Not my idea of a good cage. I have an Imac Fantasy and waiting on 3 more for the other hammies. Really like them as a cage and recomended it to all the people that took my hammy babies.

Runty is in a zoo zone 2 just now. She's so going to hate me when she gets the smaller cage :lol:


----------



## thedogsmother (Aug 28, 2008)

They really really are bad hun, they are lethal in fact, hamsters cant get enough ventilation in them and they block up the tubes and suffocate, there have also been instances of hams getting stuck in the tubes. They dont have large enough sections to fit in a big enough wheel (syrians need at least an 8 inch wheel or they develop spine problems) and you cant really fit toys in the tiny compartments anyway. Zoozone type cages would be perfect for you or have you researched bin cages, they are amazing, cheap and can come in any size (only limited by the size of the storage box you start with)


----------



## PoisonGirl (Oct 24, 2008)

Thanks I didn't realise they were that bad!
I thought with that hammys like to tunnel etc they would enjoy the tubes.
We had rotastak before and never had any problems.

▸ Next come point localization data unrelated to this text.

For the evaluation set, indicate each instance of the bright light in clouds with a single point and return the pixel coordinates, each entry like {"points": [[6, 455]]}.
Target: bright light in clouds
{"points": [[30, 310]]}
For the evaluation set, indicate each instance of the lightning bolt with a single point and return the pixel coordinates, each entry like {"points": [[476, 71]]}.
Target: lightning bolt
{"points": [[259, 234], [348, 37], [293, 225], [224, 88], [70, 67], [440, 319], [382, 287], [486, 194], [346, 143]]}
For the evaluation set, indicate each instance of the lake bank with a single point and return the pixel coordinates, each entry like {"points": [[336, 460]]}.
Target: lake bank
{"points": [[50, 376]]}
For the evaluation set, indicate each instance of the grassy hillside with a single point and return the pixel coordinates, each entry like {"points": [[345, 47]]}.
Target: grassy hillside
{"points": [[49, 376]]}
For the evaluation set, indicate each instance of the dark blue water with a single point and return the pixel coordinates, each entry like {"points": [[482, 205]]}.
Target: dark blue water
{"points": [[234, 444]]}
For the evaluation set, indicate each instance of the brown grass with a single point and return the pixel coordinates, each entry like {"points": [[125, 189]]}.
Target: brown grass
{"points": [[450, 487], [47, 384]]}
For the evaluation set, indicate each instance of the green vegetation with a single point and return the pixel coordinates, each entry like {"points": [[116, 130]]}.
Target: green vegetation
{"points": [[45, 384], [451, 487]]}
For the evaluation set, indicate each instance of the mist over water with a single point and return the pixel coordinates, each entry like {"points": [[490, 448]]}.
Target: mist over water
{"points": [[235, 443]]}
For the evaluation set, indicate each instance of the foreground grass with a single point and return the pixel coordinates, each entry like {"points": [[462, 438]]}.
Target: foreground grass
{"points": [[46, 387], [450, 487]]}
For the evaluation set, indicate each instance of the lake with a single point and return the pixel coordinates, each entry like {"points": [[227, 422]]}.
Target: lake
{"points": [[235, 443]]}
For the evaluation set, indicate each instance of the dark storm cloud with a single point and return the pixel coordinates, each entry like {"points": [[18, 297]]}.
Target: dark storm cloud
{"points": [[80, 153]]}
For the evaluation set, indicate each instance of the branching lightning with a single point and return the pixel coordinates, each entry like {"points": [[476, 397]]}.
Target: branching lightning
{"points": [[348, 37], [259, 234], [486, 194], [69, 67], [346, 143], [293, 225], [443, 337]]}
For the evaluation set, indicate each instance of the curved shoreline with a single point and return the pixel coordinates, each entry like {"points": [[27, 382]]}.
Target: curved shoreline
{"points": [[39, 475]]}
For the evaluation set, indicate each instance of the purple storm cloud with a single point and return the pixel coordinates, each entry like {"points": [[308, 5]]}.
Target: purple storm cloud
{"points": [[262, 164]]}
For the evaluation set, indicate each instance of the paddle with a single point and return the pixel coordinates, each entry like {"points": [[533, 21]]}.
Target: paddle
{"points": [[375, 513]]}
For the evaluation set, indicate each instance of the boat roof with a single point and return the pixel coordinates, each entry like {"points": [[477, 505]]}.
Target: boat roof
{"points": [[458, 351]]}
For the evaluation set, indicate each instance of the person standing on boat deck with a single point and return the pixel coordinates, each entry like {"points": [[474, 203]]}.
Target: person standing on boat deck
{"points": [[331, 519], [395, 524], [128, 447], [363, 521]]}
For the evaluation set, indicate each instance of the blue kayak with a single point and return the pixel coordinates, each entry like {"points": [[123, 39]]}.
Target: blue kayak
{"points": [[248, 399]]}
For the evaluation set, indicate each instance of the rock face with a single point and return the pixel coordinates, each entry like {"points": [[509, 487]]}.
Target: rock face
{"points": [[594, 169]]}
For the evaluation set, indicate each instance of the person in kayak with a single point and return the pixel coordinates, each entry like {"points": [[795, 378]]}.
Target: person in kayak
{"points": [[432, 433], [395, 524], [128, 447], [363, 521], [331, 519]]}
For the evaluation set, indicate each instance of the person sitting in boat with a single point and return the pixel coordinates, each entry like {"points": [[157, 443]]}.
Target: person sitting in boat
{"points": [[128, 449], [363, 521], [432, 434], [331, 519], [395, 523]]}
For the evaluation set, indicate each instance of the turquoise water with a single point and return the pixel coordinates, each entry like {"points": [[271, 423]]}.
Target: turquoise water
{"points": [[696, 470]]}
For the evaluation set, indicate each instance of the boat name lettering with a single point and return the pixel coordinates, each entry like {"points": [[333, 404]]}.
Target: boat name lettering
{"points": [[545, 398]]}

I had a zoo zone for my rat but I couldn't find a decent one on ebay but will go to the pet shop after new year cos Im sure they had some.

Will just have to sell the rotastak back on ebay :lol:


----------



## Lil Miss (Dec 11, 2010)

they are really bad cages, also the set up you have bought is too small to house a hamster happily, and there is very little floor space for toys, and no where to fit an 8" wheel for a syrian

if you have a bar chewer what about a zoozone cage, with the roof meshed over to prevent escapes

see a set up here








excuse the patched up hole on the side, i housed a demon plastic chewer in it, shes chewed out of so many cages lol

most of my hamsters are in ZZs or gabber rex's

ZooZone Rabbit Guinea Pig Habitat Cage Box Blue / Pink on eBay (end time 07-Jan-11 14:28:04 GMT)

whoops you posted at the same time as me, shows how long i took to type that, is that link cheep enough for you?


----------



## PoisonGirl (Oct 24, 2008)

Can someone help me find what I am looking for here....

I had a zoozone for my rat before I bought him a big multi floor cage.

It had a shelf and a wheel attached to the shelf and a wee ramp down to the bottom, the shelf sat between the blue base and the clear plastic top half.


----------



## Lil Miss (Dec 11, 2010)

do you mean a gabber rex?


----------



## happysaz133 (Jun 5, 2008)

PoisonGirl said:


> Can someone help me find what I am looking for here....
> 
> I had a zoozone for my rat before I bought him a big multi floor cage.
> 
> It had a shelf and a wheel attached to the shelf and a wee ramp down to the bottom, the shelf sat between the blue base and the clear plastic top half.


That kind of sounds like a Mini Duna...but not quite size-wise.
Small Animals Pet Supplies and Products: rabbit hutches, water bottles, feeds, food Mum's Pets


----------



## Lil Miss (Dec 11, 2010)

mini duna was my other guess, but thats no where near zz size


----------



## PoisonGirl (Oct 24, 2008)

hmm it was kinda like the one in the link you posted... but bigger. it had a blue/see through shelf that covered about a third, on one end and the ramp just went straight down, and the wheel attached to the side of the shelf.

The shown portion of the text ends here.